RNA Alternative Splicing Analyses

This page is the collection of how I learn and conduct analyses for bulk RNA sequence in Escobar Lab at Yale University

Here shows the preparation for RNA sequence analyses

The main analyses, is to use the raw sequence for mapping, and then do the Differential Gene Expression analysis, Alternative Splicing Analysis, Motif Enrichment Analysis and Chromosome Analysis.

Sequence Preparation: Kallisto

Before doing the Differential Gene Expression Analysis, we need to use Kallisto to do the bulk RNA sequence mapping to get the raw counts of events.

First, download reference genome files from Ensembl webpage both all.fa.gz file and gtf.gz file in to the Kallisto directory and then extract them.

Ensembl webpage: https://useast.ensembl.org/info/data/ftp/index.html

Command: wget -P /path/where/you/want/the/file/to/be/downloaded/ http://~(file link)

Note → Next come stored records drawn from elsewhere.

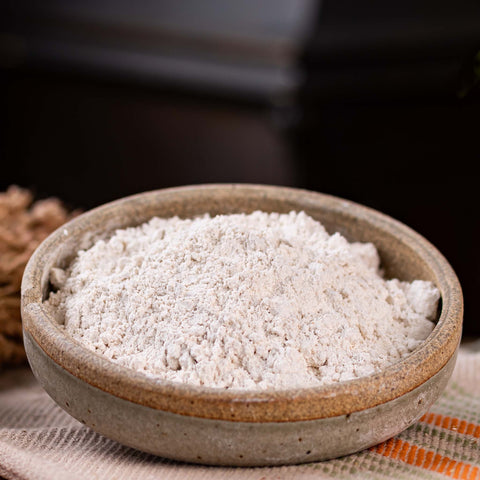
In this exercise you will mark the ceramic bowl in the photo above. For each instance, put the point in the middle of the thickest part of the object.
(242, 428)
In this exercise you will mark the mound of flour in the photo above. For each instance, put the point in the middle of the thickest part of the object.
(241, 301)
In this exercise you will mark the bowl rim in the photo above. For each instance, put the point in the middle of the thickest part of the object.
(295, 404)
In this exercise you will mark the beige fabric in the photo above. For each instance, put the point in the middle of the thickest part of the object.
(38, 440)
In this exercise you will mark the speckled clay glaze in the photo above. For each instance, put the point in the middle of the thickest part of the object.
(200, 424)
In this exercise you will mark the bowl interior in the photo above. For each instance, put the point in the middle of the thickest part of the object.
(404, 254)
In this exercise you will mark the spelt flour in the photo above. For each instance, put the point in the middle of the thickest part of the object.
(241, 301)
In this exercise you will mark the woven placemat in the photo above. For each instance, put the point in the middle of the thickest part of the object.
(39, 441)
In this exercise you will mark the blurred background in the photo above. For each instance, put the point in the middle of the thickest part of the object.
(374, 101)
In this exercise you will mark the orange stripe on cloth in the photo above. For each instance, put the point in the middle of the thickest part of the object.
(454, 424)
(427, 459)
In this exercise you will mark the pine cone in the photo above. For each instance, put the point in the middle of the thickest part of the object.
(23, 226)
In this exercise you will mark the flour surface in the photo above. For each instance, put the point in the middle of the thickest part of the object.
(255, 301)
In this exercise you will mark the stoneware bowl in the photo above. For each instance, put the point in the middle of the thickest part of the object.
(222, 427)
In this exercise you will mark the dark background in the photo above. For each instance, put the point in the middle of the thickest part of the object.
(378, 102)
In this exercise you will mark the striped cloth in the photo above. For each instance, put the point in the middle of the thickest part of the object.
(39, 441)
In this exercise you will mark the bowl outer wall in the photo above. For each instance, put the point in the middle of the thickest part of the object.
(405, 254)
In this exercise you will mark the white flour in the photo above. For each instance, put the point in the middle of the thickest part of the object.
(242, 301)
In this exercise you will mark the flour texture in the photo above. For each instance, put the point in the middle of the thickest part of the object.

For example ( Human gene ):

Get .fa.gz.
wget -P /home/lk627/project/Test/Lab/Reference/Kallisto/Hsapiens/ http://ftp.ensembl.org/pub/release-104/fasta/homo_sapiens/cdna/Homo_sapiens.GRCh38.cdna.all.fa.gz

Extract to .fa.
gunzip /home/lk627/project/Test/Lab/Reference/Kallisto/Hsapiens/Homo_sapiens.GRCh38.cdna.all.fa.gz

Get gtf.gz.
wget -P /home/lk627/project/Test/Lab/Reference/Kallisto/Hsapiens/ http://ftp.ensembl.org/pub/release-104/gtf/homo_sapiens/Homo_sapiens.GRCh38.104.gtf.gz

Extract to .gtf.
gunzip /home/lk627/project/Test/Lab/Reference/Kallisto/Hsapiens/Homo_sapiens.GRCh38.104.gtf.gz

Second, generate transcriptome.idx in Kallisto directory

Using batch file: KallistoTranscriptome.sh

Command: sbatch /path/to/the/batch/file/KallistoTranscriptome.sh

#!/bin/bash
#SBATCH --mail-type=ALL
#SBATCH -t 24:00:00 # 24 hr
#SBATCH --mem=40g
#SBATCH -c 4 #4 cpus

module load kallisto

kallisto index -i /where/you/want/to/store/Kallisto/[Hsapiens or Mmusculus]/transcriptome.idx /reference/file/downloaded/in the/first/step/[filename].cdna.all.fa

# Example
kallisto index -i /home/lk627/project/Test/Lab/Reference/Kallisto/Hsapiens/transcriptome.idx /home/lk627/project/Test/Lab/Reference/Kallisto/Hsapiens/Homo_sapiens.GRCh38.cdna.all.fa

Third, download sample reads file (.fastq.gz)

Get the sequence fastq files

Fourth, take RNA-sequencing samples (.fastq.gz files) and align them to the Kallisto reference

Using batch file: Kallisto.sh

Command: sbatch /path/to/the/batch/file/Kallisto.sh

#!/bin/bash
#SBATCH --mail-type=ALL
#SBATCH -t 24:00:00 # 24 hr
#SBATCH --mem=40g
#SBATCH -c 4 #4 cpus

module load kallisto

kallisto quant -i /where the/reference/file/Kallisto/[Hsapiens or Mmusculus]/transcriptome.idx --pseudobam -b 50 -t 4 -o /where/you/want/to store/ /sample read path/[reads1]_R1_001.fastq.gz /sample read path/[reads2]_R2_001.fastq.gz

# Example
kallisto quant -i /home/lk627/project/Test/Lab/Reference/Kallisto/Hsapiens/transcriptome.idx --pseudobam -b 50 -t 4 -o /home/lk627/project/Test/Lab/Project/Sample#1/ /home/lk627/project/Test/Lab/SampleReads/H2291_1_261_316_S25_L001_R1_001.fastq.gz /home/lk627/project/Test/Lab/SampleReads/H2291_1_261_316_S25_L001_R2_001.fastq.gz

Alternative Splicing Detection: SUPPA2

SUPPA2 help us to find the alternative splicing events with the output file of Kallisto(the abundance.tsv file).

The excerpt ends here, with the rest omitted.